Le sommeil a pris ton empreinte et la colore de tes yeux.   Paul Eluard

 

J'ai allumé un citron bleu quand j'ai éteint l'orange.

La terre est bleue comme une orange,

papier bavard de Paul Eluard.

Eluard, élu art, l'art élu de Paul Eluard,

citons le, récitons le,

et nous réciterons aussi le véritable citron bleu,

bleu marine, le bleu badine, j'ai les mots bleus ressuscités.

J'ai su citer Eluard qu'a suscité ce drôle de rêve,

un citron bleu comme une comète dans ma tête comprimée,

un citron bleu qui fait la fête et qu'a envie de s'exprimer.

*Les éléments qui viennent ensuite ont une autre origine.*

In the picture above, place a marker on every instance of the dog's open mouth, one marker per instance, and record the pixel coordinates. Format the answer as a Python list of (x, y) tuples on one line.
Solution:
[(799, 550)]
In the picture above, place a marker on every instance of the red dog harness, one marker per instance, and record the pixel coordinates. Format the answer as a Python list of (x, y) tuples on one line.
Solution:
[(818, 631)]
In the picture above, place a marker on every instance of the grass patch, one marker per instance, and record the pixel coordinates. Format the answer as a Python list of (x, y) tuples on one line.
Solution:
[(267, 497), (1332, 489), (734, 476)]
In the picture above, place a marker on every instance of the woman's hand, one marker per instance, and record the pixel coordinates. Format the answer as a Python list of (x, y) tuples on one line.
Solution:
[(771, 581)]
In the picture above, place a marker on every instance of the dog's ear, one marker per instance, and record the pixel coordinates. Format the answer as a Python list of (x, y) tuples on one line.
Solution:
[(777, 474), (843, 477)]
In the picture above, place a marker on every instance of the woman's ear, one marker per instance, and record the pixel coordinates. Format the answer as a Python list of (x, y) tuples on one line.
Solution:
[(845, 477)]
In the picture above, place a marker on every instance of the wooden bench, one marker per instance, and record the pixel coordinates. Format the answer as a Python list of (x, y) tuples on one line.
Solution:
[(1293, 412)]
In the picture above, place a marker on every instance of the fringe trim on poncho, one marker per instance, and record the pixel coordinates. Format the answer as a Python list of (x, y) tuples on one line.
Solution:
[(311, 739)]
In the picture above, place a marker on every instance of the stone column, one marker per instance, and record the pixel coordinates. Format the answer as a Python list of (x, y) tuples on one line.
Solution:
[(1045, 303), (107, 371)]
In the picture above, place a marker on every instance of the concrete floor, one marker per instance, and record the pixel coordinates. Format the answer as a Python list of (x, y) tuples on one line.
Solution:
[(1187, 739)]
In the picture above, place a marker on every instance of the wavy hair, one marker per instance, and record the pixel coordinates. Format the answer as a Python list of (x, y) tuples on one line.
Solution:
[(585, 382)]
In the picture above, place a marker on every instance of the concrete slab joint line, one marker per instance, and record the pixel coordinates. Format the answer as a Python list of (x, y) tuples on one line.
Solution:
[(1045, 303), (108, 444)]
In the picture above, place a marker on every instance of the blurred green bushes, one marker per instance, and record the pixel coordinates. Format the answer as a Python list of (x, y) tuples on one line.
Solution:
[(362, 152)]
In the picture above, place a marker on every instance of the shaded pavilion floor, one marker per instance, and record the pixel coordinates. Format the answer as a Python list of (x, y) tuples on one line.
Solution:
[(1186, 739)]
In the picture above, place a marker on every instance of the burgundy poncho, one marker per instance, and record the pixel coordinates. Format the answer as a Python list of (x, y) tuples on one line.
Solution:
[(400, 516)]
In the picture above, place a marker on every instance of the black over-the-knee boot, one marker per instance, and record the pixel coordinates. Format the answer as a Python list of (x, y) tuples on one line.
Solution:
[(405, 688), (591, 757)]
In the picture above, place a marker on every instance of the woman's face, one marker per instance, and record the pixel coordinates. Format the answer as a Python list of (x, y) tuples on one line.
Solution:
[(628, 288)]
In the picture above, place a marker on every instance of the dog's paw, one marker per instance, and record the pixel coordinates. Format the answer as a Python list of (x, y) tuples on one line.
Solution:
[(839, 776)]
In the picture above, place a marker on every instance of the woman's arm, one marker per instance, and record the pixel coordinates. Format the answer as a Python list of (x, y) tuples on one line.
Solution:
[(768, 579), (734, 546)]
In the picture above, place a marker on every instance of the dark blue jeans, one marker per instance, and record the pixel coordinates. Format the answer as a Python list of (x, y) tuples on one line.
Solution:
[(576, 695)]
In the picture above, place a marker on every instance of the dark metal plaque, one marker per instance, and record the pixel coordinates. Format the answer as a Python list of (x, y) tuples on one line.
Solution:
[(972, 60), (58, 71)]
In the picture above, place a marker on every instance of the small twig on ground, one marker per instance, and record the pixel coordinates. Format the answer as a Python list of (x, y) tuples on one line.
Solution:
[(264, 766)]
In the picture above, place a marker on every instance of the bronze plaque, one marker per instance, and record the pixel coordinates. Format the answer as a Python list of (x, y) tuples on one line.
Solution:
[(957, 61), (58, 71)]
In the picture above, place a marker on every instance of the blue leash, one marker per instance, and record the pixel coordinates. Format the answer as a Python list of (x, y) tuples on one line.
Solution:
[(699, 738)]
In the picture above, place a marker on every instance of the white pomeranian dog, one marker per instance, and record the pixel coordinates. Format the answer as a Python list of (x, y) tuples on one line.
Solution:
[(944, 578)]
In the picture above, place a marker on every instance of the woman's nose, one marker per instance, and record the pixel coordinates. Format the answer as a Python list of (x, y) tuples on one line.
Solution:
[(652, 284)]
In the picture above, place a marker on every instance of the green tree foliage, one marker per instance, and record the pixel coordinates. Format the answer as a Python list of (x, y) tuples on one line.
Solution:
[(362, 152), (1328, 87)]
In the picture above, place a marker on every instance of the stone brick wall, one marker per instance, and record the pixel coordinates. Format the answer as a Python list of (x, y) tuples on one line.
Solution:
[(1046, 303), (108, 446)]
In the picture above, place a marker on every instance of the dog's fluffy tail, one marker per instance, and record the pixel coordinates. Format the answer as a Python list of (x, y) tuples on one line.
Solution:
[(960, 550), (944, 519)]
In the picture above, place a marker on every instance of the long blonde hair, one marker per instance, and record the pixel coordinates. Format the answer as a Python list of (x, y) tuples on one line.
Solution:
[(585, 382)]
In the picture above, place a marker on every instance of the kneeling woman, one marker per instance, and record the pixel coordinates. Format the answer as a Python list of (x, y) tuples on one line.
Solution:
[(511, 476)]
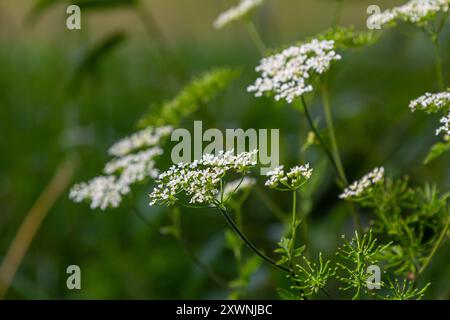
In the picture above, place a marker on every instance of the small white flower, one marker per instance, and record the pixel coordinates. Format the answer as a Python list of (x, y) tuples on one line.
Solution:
[(237, 186), (103, 192), (121, 173), (366, 183), (293, 180), (417, 12), (135, 167), (145, 138), (445, 128), (200, 179), (287, 74), (236, 13), (431, 102)]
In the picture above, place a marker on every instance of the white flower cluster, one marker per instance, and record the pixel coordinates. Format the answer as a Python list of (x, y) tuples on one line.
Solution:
[(286, 74), (414, 11), (445, 128), (293, 180), (236, 13), (106, 191), (145, 138), (431, 102), (366, 183), (237, 186), (200, 179), (135, 167), (103, 191)]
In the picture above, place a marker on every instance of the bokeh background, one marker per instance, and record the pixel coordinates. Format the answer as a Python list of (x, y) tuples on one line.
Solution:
[(58, 100)]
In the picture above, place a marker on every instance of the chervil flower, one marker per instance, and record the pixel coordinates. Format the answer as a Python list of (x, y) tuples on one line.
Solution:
[(103, 192), (122, 172), (293, 180), (365, 184), (445, 128), (147, 137), (200, 180), (236, 13), (237, 186), (431, 102), (135, 167), (287, 74), (417, 12)]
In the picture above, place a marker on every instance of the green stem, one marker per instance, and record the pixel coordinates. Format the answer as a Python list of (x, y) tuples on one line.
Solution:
[(435, 247), (355, 215), (338, 12), (256, 38), (249, 243), (318, 136), (293, 227), (438, 63), (331, 131), (270, 204)]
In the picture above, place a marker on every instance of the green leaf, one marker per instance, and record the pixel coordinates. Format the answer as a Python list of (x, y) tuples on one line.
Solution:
[(232, 241), (286, 294), (200, 91), (436, 151)]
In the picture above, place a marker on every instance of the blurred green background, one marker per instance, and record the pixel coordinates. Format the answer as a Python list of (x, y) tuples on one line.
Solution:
[(53, 104)]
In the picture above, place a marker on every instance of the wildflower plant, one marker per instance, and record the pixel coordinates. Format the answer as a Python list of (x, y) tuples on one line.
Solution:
[(407, 224), (404, 290), (287, 75), (134, 162), (358, 254), (436, 103), (240, 11), (429, 16)]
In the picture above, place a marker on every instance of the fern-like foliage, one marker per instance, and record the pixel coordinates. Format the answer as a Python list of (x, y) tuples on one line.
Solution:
[(358, 254), (201, 90), (404, 291), (412, 218), (313, 277)]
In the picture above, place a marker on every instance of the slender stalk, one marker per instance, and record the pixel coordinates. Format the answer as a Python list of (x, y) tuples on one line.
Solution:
[(338, 12), (341, 183), (435, 247), (438, 64), (293, 227), (270, 204), (331, 131), (318, 136), (248, 242), (256, 38)]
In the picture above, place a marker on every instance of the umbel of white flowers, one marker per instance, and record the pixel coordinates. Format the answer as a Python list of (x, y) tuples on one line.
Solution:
[(365, 184), (417, 12), (200, 180), (236, 13), (292, 180), (445, 128), (106, 191), (431, 102), (237, 186), (286, 75)]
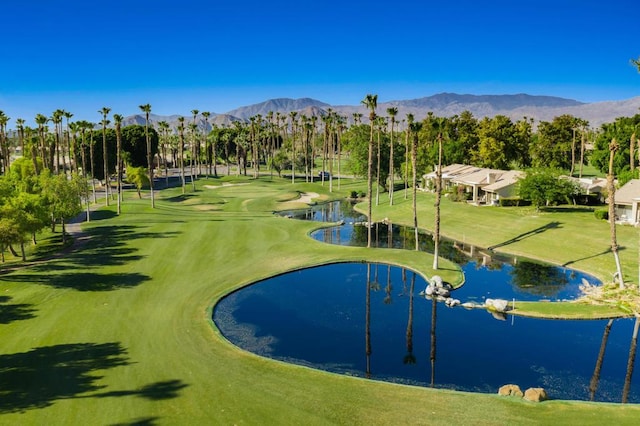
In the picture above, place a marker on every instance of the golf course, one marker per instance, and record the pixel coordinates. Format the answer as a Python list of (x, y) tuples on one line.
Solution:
[(116, 329)]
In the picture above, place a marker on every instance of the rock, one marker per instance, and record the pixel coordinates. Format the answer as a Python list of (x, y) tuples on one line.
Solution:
[(535, 395), (441, 291), (501, 316), (510, 390), (436, 280), (499, 305)]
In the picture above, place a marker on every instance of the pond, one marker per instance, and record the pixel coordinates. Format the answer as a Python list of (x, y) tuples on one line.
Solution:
[(369, 320), (487, 274)]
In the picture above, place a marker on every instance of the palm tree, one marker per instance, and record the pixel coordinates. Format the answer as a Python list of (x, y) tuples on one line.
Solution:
[(117, 119), (370, 102), (195, 144), (631, 360), (181, 151), (380, 124), (84, 126), (104, 111), (41, 121), (4, 143), (410, 358), (432, 355), (193, 129), (412, 129), (293, 115), (164, 131), (54, 154), (611, 189), (595, 379), (214, 153), (20, 126), (67, 146), (436, 233), (146, 108), (393, 111)]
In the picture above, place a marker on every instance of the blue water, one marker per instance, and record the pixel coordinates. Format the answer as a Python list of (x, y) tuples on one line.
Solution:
[(316, 317)]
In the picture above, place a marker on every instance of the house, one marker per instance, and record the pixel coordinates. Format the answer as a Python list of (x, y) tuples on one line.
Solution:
[(504, 187), (484, 185), (626, 202)]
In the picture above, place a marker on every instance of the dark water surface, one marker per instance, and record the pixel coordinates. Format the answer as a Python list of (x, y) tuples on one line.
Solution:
[(318, 317)]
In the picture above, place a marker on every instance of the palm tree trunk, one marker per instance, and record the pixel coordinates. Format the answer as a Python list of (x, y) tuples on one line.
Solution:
[(611, 188), (414, 148), (595, 379), (436, 232), (630, 361)]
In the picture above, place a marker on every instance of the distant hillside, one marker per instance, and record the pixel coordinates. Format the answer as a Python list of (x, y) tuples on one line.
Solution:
[(282, 105), (539, 108)]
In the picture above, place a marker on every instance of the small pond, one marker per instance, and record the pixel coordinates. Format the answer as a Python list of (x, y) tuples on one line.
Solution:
[(369, 320), (487, 274)]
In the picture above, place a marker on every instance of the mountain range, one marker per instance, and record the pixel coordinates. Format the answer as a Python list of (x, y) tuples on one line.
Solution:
[(539, 108)]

De mon sommeil chimique, naît la belle alchimie.

 

J'ai allumé un citron bleu quand j'ai éteint l'orange.

J'ai des marées montantes qui défient l'horizon

quand j'ai ce citron bleu qui défie la raison.

La lune a des pulsions au rythme du citron.

J'ai démarré mon slam sur la peau d'une orange,

je sais, les mots d'Eluard, nous les réciterons,

mais moi, j'ai le vague à l'âme, je divague, je dérive,

dix lignes font dix vagues, sur des pages, sur des rives,

des vagues à slam sans se lamenter, mon slam hanté par une orange.

Si j'ai la tête en marmelade, appelez-moi p'tite tête malade.

 

J'ai allumé un citron bleu quand j'ai éteint l'orange.

Le mot explose dans le fructose, j'ai le mot bleu qu'est pas morose.

J'ai le citron onirique, j'ai le citron qui ose la pulpe diabolique,

j'ai le citron atomique, le nucléaire qui gicle.

Joindre le zeste à la parole, le citron bleu en parabole,

c'est plus tonique, c'est plus comique.

J'ai les antennes au paradis, j'ai les pépins qui décollent.

C'est un vrai cas d'école quand le citron me grise.

Ce bleu m'aspire, ce bleu m'inspire, devient spirale qui électrise.

 

J'ai allumé un citron bleu quand j'ai éteint l'orange.

Slam, slamer, cela me berce et cela m'arrange.

La terre se terre comme une orange, l'orange est bleue, elle est aux anges.

Cela appelle un commentaire, car comment taire ce qui dérange ?

Moi je préfère le citron bleu, car il est bleu comme un losange

qui vole à tire d'ailes et qui excelle en excès de zèle du désir et du plaisir.

Le citron bleu est un néon dans le néant, c'est le nez rond de mon clown blanc.

Il n'est pas sage et à chaque passage, je m'éclaire au chocolat,

le temps d'un éclair ou le temps d'un éclat.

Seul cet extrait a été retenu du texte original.